Secondo l’associazione fra le imprese assicurative, «è da accogliere con favore la proposta di conferire valore probatorio in sede di giudizio civile alle registrazioni delle scatole nere (art. 8 del Ddl Concorrenza) e/o dispositivi equivalenti che possono certificare l’esistenza del sinistro e, in alcuni casi, la sua dinamica» ed è «positivo» anche il fatto che il provvedimento preveda «l’identificazione dei testimoni già al momento dell’apertura del sinistro (art. 6); tuttavia, la previsione non dovrebbe essere limitata ai soli sinistri con danni a cose, ma dovrebbe essere estesa anche ai sinistri con danni alla persona».
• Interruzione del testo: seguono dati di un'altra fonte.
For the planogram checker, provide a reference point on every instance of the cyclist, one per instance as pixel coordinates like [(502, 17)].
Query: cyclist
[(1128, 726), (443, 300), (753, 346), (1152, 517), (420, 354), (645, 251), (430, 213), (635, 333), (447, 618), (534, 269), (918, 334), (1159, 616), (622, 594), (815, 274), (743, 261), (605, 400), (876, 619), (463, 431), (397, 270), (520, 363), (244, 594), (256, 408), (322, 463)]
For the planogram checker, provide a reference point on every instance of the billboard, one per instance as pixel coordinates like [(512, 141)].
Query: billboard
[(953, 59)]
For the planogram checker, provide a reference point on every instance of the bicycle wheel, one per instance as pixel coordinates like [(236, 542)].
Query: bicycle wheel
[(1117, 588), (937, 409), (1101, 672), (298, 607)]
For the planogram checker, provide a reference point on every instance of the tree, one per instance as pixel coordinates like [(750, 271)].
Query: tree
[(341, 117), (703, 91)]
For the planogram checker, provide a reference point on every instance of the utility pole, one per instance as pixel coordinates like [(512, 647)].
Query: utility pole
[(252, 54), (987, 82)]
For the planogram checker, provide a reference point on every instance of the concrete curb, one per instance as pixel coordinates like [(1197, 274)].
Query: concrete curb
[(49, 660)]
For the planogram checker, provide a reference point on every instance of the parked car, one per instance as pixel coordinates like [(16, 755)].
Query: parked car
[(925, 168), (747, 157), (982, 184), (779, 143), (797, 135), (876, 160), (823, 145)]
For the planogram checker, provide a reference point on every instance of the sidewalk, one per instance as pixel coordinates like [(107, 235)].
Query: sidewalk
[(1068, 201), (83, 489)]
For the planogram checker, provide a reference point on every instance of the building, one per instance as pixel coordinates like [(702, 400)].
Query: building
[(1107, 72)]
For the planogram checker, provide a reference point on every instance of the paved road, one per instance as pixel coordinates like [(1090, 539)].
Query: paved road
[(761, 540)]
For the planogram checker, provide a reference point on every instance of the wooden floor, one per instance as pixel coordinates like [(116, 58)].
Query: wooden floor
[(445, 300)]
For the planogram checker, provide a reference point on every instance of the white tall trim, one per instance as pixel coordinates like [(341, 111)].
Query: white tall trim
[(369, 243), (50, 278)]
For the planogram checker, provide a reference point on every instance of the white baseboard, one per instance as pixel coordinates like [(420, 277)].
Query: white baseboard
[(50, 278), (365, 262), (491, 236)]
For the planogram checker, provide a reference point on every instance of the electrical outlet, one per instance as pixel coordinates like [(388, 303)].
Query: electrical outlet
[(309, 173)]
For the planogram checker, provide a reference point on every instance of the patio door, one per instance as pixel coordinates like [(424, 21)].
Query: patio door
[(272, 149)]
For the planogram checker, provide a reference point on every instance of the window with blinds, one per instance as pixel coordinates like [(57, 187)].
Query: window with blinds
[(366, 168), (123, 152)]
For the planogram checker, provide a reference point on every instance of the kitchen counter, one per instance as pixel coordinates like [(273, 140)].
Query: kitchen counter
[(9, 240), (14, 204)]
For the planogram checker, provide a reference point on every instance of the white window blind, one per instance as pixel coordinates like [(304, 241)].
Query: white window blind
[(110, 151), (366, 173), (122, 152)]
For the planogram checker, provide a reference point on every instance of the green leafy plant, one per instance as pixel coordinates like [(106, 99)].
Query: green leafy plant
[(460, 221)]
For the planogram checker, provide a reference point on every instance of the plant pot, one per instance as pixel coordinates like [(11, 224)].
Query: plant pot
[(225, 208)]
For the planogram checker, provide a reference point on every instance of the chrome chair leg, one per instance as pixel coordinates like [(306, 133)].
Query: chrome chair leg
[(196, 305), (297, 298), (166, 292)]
Sempre secondo l’Ania, «sarebbe opportuno che, ferma restando la prescrizione di due anni, il danneggiato decadesse dal diritto al risarcimento e alla presentazione di testimoni qualora non presentasse la relativa richiesta entro 90 giorni dal fatto dannoso, salvo i casi di forza maggiore e di impedimento senza colpa ad esercitare il diritto entro tale termine, per i quali continuerebbe ad applicarsi la prescrizione in due anni». È una disciplina che «appare fondamentale per contrastare i fenomeni di inquinamento delinquenziale che lucrano sulla lunghezza dei tempi a disposizione. Non si capisce, infatti, perché il danneggiato avrebbe interesse ad aspettare tanto tempo per chiedere il suo giusto risarcimento».